The video artist Elisabetta Benassi is prominent in our central section, called Weltall in which she smoothes ruffled feathers with a video sequence in which accumulations of superfluous and abandoned techno-products are transmogrified into images of a lunar landscape. She offers a possible future challenge to the performers on stage, as the video camera probes mountains of trash hidden by the First World in previously unexplored locations.

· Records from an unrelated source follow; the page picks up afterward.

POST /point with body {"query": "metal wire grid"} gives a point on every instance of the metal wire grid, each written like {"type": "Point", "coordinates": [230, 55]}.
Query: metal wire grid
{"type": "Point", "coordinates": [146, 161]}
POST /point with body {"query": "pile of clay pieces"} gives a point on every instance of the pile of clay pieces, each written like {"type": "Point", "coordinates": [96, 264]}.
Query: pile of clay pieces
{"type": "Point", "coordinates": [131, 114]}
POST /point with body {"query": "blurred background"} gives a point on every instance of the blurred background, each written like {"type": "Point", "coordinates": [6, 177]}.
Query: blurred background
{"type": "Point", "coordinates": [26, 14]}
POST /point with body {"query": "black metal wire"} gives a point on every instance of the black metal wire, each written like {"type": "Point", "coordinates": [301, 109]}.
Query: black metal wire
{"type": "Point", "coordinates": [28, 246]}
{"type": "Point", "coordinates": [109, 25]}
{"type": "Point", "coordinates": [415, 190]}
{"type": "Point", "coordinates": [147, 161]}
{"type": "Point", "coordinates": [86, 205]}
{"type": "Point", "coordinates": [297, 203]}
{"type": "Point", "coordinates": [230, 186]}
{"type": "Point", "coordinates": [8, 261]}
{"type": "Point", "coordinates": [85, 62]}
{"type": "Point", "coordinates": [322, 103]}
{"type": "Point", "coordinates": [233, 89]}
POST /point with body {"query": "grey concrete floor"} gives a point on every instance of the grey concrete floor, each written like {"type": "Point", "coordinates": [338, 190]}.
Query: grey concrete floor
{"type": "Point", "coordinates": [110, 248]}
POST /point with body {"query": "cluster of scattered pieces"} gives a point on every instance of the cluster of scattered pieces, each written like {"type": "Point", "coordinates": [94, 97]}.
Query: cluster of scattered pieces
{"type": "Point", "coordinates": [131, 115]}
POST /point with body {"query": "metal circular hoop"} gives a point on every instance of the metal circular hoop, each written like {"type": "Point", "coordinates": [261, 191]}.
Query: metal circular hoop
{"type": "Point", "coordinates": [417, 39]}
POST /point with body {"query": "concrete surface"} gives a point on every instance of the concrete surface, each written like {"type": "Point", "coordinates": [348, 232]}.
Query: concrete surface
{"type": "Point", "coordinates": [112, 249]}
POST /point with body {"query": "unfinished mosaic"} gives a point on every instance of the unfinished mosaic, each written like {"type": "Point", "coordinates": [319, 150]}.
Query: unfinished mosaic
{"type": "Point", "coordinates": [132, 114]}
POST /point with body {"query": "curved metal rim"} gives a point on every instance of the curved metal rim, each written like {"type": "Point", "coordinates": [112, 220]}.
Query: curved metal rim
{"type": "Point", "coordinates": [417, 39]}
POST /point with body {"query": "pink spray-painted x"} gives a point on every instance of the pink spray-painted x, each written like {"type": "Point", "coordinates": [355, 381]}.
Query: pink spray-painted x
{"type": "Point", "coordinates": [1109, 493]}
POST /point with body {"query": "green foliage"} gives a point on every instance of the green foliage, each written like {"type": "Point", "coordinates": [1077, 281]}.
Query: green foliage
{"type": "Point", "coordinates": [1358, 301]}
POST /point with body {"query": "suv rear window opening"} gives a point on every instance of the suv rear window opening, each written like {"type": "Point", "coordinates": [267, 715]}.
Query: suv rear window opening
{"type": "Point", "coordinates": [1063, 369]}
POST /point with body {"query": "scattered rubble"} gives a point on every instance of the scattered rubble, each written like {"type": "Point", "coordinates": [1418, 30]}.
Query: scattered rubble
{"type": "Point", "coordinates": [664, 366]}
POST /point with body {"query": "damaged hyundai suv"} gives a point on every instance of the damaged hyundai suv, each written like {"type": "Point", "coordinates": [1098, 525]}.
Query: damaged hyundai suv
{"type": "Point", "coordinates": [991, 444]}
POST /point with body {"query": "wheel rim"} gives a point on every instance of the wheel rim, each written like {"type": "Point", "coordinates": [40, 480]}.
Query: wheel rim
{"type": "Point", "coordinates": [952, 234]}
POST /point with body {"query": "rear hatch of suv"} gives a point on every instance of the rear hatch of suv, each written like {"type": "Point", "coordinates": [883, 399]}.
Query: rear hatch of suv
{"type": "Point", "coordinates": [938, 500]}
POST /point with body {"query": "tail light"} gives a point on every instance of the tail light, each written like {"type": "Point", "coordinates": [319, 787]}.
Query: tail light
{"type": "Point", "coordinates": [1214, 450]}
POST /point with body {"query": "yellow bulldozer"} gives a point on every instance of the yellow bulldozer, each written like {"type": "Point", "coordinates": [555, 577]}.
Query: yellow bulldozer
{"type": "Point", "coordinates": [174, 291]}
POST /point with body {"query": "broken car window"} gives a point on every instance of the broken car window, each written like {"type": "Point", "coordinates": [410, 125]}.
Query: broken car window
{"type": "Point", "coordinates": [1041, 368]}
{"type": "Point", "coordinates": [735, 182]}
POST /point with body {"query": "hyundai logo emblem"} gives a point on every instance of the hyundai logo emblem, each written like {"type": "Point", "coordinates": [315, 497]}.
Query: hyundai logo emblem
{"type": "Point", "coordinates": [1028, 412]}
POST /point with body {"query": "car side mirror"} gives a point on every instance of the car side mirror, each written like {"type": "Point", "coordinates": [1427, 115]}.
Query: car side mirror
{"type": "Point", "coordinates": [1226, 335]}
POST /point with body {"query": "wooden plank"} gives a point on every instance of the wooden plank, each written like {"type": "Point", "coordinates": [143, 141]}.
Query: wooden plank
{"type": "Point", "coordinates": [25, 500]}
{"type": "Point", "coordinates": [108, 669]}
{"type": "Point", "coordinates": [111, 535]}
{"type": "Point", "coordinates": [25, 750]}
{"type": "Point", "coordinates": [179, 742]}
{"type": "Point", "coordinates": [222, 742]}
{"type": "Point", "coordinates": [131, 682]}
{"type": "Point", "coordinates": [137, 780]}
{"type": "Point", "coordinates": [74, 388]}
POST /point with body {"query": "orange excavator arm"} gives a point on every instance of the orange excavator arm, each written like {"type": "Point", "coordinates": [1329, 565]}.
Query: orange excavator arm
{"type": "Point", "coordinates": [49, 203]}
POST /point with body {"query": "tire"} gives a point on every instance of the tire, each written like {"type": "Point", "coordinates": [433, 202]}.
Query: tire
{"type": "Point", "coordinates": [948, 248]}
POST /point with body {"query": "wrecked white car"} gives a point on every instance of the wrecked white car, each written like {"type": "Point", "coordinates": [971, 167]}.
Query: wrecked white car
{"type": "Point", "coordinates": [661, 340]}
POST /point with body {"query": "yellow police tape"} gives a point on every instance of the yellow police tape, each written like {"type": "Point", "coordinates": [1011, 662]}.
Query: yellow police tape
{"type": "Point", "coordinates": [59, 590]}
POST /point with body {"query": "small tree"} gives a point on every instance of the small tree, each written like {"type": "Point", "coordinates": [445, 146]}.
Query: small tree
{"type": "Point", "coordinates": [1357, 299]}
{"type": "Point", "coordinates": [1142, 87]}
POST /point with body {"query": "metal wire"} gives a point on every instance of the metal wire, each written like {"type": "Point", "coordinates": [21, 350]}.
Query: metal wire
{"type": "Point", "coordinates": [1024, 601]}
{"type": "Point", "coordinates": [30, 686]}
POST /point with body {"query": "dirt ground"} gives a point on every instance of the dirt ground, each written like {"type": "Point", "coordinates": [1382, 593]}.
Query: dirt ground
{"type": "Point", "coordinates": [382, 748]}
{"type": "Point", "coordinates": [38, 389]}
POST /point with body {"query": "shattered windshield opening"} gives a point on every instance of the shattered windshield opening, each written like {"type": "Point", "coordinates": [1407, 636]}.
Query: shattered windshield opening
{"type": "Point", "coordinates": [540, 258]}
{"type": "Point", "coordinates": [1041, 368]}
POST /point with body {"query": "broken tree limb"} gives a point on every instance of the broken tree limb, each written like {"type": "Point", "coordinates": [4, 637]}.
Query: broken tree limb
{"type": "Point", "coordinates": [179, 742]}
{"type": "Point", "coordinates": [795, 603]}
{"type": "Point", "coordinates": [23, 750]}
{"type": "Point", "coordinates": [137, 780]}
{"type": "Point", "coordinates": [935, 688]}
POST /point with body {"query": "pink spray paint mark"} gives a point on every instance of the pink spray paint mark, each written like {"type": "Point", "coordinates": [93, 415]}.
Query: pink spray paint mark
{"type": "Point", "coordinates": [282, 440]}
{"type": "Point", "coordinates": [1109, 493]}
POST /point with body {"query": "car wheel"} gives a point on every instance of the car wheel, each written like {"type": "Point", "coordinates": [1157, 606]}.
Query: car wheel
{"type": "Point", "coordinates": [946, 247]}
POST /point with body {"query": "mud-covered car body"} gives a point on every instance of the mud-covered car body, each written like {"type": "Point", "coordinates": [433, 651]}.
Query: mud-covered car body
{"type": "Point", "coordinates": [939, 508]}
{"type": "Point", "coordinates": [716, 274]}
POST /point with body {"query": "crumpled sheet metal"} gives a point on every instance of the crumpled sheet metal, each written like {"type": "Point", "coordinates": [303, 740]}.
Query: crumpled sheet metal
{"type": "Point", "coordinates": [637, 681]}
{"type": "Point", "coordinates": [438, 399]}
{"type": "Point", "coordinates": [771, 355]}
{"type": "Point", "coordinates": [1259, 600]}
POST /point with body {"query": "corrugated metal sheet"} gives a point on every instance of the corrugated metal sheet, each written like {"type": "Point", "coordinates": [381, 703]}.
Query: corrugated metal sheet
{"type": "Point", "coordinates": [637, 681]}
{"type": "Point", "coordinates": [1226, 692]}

Benassi's characters, moto-men – dramatic hybrids of people and machines – are immobilised, paralysed by the heaps of spare parts.
They are the same déracinés who are represented by the vocal ensemble in the following scene: people who are integrated but not yet insiders – without roots, as Simone Weil describes them in her L’enracinement (1949).
Migrants actually live in a situation of "double consciousness", which is also a "double absence" since they abandon their community of reference for another community, with its specific – and, for them, quite alien – territorial nomos, its rules and customs; for most of the time, they are estranged from both communities.
The newly arrived do not yet participate fully in the new political community, and their “right to have rights” in the old community exists primarily in theory.
At various points in the course of the work the performers seem to abandon their roles and become involved, in a heated debate about borders and the complex identy of migrants, which also reflects v. zur Mühlen's attempt to do away with the traditional border between the stage and 'real life'. They try to analyse the jus excludendi alios that increasingly informs our concept of freedom: the new combinations of Ordnung and Ortung, and the new economic praxis which subjects remote places to a new form of delocated occupation.
This haunting theme of borders, offered in interrogative form, is the unifying code of the open dramaturgical language of our work, in which we have sought to form a multiplicity of ghosts (migrants and insiders) from the same living ensemble, always on the sensitive border of our fictional Linie.
"Über die Linie": across the line or on the line, the question is still open.